Personal information
- Native name: Padraig Mac An Ghaill (Irish)
- Born: 1988 (age 37–38) Cushendall, County Antrim, Northern Ireland
- Height: 6 ft 1 in (185 cm)

Sport
- Sport: Hurling
- Position: Right corner-forward

Club
- Years: Club
- Ruairí Óg

Club titles
- Antrim titles: 4
- Ulster titles: 3

Inter-county
- Years: County
- 2006-: Antrim

Inter-county titles
- Ulster titles: 3
- All-Irelands: 0
- NHL: 0
- All Stars: 0

= Paddy McGill (hurler) =

Irish hurler

Patrick McGill (born 1988) is an Irish hurler who plays as a right corner-forward for the Antrim senior team.
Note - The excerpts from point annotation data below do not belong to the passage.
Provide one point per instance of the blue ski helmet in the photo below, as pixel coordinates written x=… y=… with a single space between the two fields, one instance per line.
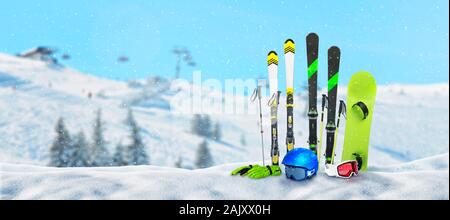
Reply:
x=300 y=164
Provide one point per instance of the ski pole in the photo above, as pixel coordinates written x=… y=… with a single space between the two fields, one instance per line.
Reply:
x=273 y=103
x=324 y=103
x=342 y=110
x=257 y=94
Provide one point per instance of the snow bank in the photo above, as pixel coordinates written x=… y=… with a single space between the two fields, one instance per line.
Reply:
x=422 y=179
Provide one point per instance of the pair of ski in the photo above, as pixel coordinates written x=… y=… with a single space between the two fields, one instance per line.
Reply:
x=272 y=62
x=361 y=98
x=312 y=50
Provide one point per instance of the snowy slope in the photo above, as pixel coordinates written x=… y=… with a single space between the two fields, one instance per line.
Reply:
x=422 y=179
x=410 y=121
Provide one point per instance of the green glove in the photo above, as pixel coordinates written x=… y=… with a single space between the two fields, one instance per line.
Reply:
x=243 y=170
x=262 y=172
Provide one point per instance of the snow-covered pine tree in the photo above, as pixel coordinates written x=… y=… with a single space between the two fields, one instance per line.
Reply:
x=206 y=126
x=60 y=151
x=119 y=156
x=195 y=124
x=243 y=140
x=179 y=163
x=99 y=153
x=80 y=156
x=204 y=158
x=217 y=132
x=201 y=125
x=136 y=154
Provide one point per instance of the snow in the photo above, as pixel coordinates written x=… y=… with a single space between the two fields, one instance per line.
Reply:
x=408 y=152
x=422 y=179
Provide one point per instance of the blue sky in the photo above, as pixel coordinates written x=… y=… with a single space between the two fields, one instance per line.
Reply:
x=398 y=41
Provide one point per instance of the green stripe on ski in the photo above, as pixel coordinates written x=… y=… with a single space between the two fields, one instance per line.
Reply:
x=312 y=69
x=361 y=88
x=333 y=81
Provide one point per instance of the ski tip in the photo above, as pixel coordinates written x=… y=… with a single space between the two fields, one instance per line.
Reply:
x=272 y=58
x=334 y=51
x=289 y=46
x=312 y=36
x=272 y=52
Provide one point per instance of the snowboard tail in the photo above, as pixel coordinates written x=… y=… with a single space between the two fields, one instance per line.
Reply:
x=360 y=104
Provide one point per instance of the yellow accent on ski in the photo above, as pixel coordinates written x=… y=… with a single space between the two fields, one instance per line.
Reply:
x=272 y=58
x=290 y=91
x=289 y=46
x=290 y=120
x=275 y=159
x=290 y=146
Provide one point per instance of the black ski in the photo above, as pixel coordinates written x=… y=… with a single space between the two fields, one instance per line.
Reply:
x=312 y=48
x=334 y=55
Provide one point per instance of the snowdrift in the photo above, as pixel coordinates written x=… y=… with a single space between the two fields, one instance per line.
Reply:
x=422 y=179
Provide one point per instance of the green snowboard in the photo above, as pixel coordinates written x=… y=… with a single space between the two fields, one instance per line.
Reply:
x=362 y=90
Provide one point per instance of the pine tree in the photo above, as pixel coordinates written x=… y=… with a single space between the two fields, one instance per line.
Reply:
x=119 y=156
x=60 y=151
x=243 y=141
x=204 y=158
x=217 y=132
x=201 y=125
x=196 y=124
x=206 y=126
x=100 y=155
x=81 y=154
x=179 y=163
x=136 y=154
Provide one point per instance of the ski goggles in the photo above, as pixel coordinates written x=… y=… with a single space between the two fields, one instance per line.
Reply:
x=299 y=173
x=344 y=169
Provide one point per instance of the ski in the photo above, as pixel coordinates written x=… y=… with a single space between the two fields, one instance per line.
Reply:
x=362 y=91
x=312 y=47
x=333 y=75
x=272 y=62
x=289 y=53
x=322 y=113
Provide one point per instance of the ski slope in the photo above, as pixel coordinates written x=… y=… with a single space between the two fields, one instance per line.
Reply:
x=422 y=179
x=410 y=121
x=408 y=151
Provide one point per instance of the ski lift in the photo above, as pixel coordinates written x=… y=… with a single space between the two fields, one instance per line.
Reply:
x=123 y=59
x=65 y=56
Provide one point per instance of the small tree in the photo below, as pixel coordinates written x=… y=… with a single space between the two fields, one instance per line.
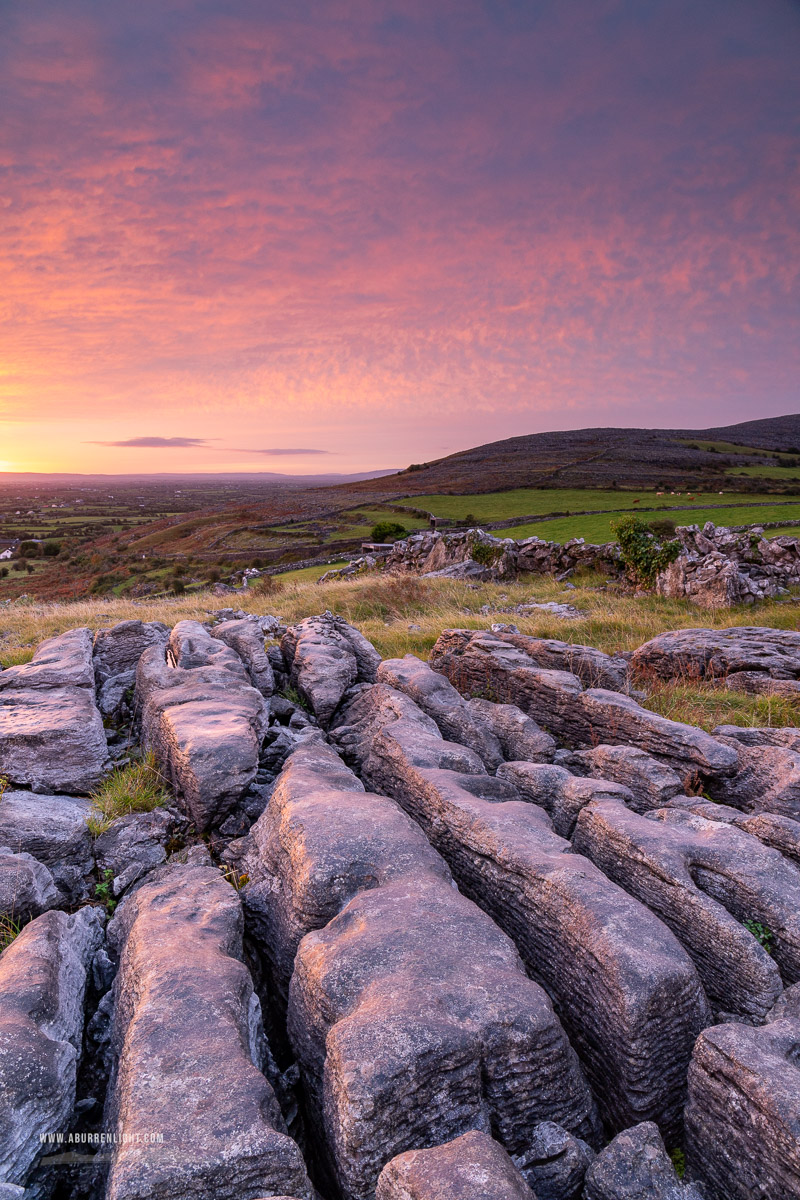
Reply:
x=643 y=556
x=386 y=531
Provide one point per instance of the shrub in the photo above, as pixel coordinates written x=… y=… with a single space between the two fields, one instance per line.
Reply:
x=386 y=531
x=643 y=556
x=138 y=787
x=486 y=553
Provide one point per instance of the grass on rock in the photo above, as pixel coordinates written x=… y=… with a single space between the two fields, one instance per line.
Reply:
x=385 y=606
x=137 y=787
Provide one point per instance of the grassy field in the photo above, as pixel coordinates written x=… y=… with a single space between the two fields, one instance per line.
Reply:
x=540 y=502
x=597 y=527
x=405 y=616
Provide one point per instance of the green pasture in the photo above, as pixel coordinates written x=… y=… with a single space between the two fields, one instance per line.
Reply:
x=524 y=502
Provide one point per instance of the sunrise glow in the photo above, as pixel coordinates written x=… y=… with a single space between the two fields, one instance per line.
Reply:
x=356 y=234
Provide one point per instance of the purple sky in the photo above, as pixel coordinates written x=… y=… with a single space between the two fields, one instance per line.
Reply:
x=236 y=233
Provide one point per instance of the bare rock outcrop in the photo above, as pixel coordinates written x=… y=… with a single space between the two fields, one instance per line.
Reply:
x=469 y=1167
x=591 y=666
x=767 y=779
x=53 y=829
x=60 y=661
x=488 y=665
x=245 y=636
x=743 y=1117
x=560 y=793
x=203 y=719
x=325 y=657
x=627 y=994
x=414 y=1020
x=320 y=840
x=650 y=783
x=780 y=833
x=439 y=700
x=554 y=1163
x=136 y=844
x=188 y=1047
x=52 y=737
x=705 y=880
x=42 y=984
x=720 y=653
x=26 y=887
x=636 y=1165
x=410 y=1012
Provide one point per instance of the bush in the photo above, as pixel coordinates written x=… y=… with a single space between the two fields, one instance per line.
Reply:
x=386 y=531
x=486 y=553
x=643 y=556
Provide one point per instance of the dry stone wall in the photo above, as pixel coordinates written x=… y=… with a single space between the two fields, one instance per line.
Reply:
x=486 y=925
x=715 y=568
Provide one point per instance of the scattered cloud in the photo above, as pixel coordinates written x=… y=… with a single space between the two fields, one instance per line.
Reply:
x=157 y=443
x=277 y=450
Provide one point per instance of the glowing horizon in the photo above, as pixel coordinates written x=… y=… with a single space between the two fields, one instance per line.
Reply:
x=310 y=238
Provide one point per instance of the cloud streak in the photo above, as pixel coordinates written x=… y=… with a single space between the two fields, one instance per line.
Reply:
x=157 y=443
x=364 y=221
x=282 y=450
Born in Cushendall, County Antrim, McGill was introduced to hurling in his youth. He enjoyed some success at colleges level with St MacNissi's College while simultaneously enjoying championship successes at underage levels with the Ruairí Óg, Cushendall club. A three-time Ulster medal winner with the Cushendall senior team, McGill has also won four championship medals.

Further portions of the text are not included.